Membaca Zona Jakarta, yang hari ini memberitakan tentang
kekompakan NU dan Muhammadiyah, organisasi Islam terbesar di Indonesia keluar
dari program Kemendikbud yakni Program Organisasi Penggerak. Saya seketika
mengerinyitkan dahi dan berusaha membaca berita tersebut beberapa kali untuk
memahamkan diri dengan apa yang lagi terjadi.
Organisasi yang telah lama ada dan menjadi tonggak sejarah Pendidikan
sejak zaman Indonesia masih berjuang untuk merdeka. Sekarang tidak ikut bekerja
sama dengan pemerintah dalam hal program ini. dipicu oleh pemberian dana dari
kemendikbud yang luar biasa besar, 20 miliar pertahun untuk dua perusahaan
Tonato Foundation dan Sampoerna Foundation.
Kedua perusahaan ini termasuk yang dipilih oleh pemerintah untuk
kategori penerima bantuan Gajah. Perusahaan ini dinilai memiliki bukti empiris
dengan program mereka dalam hasil belajar siswa dan dampak positifnya terhadap
motivasi kinerja dan praktek mengajar para guru.
Bantuan selanjutnya dikategorikan macan dan kijang. Ada beberapa
kriteria yang dipilih untuk mendapat program bantuan POP yang besar bantuan
lebih kecil dari sebelumnya.
Disini kemudian yang terjadi kejanggalan, NU yang memiliki Lembaga
Pendidikan maarif yang berfokus pada kurang lebih 21.000 dan Muhammadiyah yang juga memiliki puluhan ribu sekolah mulai
dari PAUD sampai perguruan tinggi tidak masuk dalam kategori POP ini dengan
alasan proposal yang mereka serahkan tidak memenuhi syarat.
Dengan mundurnya kedua organisasi ini adalah bentuk protes
dari organisasi massa terbesar dan tertua yang ada di Indonesia.

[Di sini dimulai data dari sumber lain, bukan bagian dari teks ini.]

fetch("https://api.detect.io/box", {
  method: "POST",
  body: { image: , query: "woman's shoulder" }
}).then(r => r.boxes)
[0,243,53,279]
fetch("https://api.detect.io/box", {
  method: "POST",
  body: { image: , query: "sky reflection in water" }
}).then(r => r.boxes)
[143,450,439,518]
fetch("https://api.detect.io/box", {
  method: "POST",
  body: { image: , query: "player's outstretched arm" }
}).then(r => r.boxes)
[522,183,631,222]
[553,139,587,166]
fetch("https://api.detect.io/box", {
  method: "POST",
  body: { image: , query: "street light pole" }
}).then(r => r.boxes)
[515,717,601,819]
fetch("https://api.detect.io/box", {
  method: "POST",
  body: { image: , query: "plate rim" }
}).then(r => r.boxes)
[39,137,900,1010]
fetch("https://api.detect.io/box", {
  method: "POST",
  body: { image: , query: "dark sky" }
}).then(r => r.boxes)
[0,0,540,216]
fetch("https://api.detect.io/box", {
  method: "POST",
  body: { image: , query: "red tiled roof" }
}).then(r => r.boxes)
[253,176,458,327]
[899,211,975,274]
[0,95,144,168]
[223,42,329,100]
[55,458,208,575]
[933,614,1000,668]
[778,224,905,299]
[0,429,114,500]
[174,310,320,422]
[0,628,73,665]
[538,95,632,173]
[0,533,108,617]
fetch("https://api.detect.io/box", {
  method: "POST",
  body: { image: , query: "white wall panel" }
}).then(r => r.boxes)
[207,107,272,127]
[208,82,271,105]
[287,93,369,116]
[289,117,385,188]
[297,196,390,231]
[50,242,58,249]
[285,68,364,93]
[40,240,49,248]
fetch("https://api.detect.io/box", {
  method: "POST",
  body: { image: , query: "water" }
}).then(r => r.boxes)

Kontribusi yang
telah dilakukan oleh organisasi massa ini tidak bisa dipungkiri lagi. NU dan Muhammadiyah
telah mencetak dari generasi ke generasi pemimpin pemimpin bangsa dan generasi
pejuang sampai pengisi kemerdekaan bangsa Indonesia ini. mereka telah menjadi
jangkar dan pedoman moralitas bangsa Indonesia
Didin Hafiuddin (pengamat Pendidikan Islam) dalam Republika
mempertanyakan “apa jasa Tonato dan Sampoerna sehingga begitu diistimewakan? pak
Menteri Dikbud seharusnya sudah mempelajari Pendidikan di Indonesia.”
Ironi sekali apabila sekarang kita dihadapkan dengan masalah
bantuan yang salah tempat. Pak Menteri seharusnya lebih mengerti dengan perjuangan
Pendidikan bangsa ini bagaimana. Tidak sekedar mencari proposal terbaik hari
ini untuk dinilai dan diberi bantuan.
Analisa yang kurang mendalam dari kementerian Pendidikan terhadap
hal seperti ini menyisakan masalah besar. Berhadapan dengan dua organisasi
besar setingkat NU dan Muhammadiyah tidak akan menjadi kebaikan sejarah dalam
menjalankan kementerian Pendidikan saat ini.
Seharusnya ada kejelasan dalam pengelolaan anggaran. Ada apa pak menteri?